Once finished, click the Explore dataset product_review_sentimental_analysis link at the bottom of the page to open the output dataset.
The prediction is stored in the llm_prediction column. As we kept the default output mode (Output the most likely class) when configuring the recipe, the column indicates for each row a single class, which corresponds to the class with the highest score.
If you had set the output mode to Output all classes, the llm_prediction column would include some JSON with the score for each class.
Classify news articles using your own classes#
Now, let’s classify news articles using classes we’ll provide to the model.
Create the classification recipe#
The first step is to create the classification recipe from your dataset.
To do so:
From the Flow, in the Classification using user-specified classes Flow zone (in red), select the reuters_headlines dataset.
In the Actions tab of the right panel, under the LLM recipes section, click the Classify text recipe. It opens the text classification use case dialog.
Click on LLM classification.
In the New classification with user-defined classes recipe dialog:
Keep the input dataset.
Name the output dataset
reuters_classified
.Store it in the location of your choice.
Click Create recipe. This opens the settings page of the classification recipe.
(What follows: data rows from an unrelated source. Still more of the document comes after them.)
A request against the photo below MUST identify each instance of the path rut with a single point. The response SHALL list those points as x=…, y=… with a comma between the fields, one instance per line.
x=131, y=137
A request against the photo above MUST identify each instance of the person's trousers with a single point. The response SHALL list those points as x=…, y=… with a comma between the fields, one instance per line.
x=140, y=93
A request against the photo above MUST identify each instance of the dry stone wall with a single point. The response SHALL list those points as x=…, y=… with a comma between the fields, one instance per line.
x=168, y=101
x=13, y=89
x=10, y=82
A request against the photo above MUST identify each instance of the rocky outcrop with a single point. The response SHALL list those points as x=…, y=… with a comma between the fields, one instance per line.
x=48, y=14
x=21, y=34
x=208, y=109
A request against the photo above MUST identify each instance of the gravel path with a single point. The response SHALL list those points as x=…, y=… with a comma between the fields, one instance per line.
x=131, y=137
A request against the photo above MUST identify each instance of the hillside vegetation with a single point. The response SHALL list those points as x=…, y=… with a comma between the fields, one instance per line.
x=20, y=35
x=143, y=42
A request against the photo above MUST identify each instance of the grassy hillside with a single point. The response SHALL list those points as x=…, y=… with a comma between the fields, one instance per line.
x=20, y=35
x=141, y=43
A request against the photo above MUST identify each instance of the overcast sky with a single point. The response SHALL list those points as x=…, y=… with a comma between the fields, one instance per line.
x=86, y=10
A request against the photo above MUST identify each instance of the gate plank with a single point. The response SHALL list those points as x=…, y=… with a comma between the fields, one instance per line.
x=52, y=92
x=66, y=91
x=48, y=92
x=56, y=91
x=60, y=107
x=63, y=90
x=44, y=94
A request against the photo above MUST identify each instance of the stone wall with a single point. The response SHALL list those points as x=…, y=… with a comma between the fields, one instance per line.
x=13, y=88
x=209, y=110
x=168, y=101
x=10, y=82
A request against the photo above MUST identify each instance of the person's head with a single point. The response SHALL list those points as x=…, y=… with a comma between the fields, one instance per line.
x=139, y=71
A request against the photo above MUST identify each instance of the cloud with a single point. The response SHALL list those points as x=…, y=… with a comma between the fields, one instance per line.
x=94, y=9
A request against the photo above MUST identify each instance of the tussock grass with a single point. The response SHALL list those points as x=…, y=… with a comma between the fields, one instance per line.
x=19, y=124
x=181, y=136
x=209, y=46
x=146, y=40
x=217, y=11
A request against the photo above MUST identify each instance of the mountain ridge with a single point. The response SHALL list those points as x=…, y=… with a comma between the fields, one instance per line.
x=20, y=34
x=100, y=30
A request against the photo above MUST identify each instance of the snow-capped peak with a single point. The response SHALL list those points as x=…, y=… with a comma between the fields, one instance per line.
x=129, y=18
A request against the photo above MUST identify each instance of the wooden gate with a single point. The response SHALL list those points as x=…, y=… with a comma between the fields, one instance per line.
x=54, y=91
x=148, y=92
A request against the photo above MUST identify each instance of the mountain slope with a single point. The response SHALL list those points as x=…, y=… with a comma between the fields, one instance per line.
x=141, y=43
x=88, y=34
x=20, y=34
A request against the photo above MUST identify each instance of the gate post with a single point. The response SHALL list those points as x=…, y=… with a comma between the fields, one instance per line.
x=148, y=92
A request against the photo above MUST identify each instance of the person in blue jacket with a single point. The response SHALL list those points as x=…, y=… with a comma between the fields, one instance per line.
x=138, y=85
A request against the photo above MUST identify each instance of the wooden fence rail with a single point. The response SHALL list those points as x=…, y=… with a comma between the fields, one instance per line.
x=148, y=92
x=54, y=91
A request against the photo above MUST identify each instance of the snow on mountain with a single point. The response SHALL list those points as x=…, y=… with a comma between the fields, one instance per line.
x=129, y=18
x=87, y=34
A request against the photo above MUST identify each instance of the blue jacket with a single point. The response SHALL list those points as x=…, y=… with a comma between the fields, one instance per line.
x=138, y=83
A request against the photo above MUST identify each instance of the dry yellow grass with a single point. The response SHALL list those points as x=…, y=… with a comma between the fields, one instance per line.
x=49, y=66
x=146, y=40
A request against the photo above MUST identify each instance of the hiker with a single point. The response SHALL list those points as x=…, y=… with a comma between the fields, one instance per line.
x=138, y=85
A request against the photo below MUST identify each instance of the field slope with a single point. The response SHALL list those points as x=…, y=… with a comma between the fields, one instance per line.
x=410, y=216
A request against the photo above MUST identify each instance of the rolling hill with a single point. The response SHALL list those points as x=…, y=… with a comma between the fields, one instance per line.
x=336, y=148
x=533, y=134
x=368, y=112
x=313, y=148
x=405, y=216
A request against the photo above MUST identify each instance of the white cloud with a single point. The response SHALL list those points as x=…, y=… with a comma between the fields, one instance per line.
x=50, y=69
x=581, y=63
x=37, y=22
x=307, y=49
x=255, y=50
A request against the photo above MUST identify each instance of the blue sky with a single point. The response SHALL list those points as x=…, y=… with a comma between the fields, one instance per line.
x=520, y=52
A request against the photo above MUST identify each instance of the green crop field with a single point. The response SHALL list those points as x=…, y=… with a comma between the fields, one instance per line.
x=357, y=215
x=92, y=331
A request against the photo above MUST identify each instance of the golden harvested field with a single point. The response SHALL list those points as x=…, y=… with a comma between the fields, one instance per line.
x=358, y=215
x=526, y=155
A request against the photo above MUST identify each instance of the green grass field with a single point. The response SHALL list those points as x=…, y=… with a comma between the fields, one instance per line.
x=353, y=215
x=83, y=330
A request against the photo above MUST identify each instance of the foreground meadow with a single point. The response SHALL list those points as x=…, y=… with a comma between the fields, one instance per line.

Configure the classification recipe#
Now, you must configure the recipe.
In the LLM dropdown, select the LLM you want to use for sentiment analysis. In this tutorial, we use the GPT 3.5 model. Remember that the dropdown only lists connections that your administrator has previously set in the Administration panel > Connections > New connection > LLM Mesh.
In the Input column field, select the Headlines column.
In the Classes section, enter the following classes:
Business
Technology
Health
Politics
Leave the rest as is.
Note
If you select an LLM other than Chat GPT 3.5, the options may vary.
Run the recipe and explore the output#
Now that we’re all set, let’s run the recipe and explore the output dataset.
Still in the recipe settings page, click Run.
Once finished, click the Explore dataset reuters_classified link at the bottom of the page to open the output dataset.
The prediction is stored in the predicted_class column.
Upon configuring the recipe, if we had enabled the Explain class choice option, the predicted_class_explanation column would describe why the model has selected the predicted class.
What’s next?#
Congratulations! You have classified some product reviews and news articles using the Classify text recipe.
You can explore other LLM features such as the Summarize text recipe to summarize long articles into shorter ones.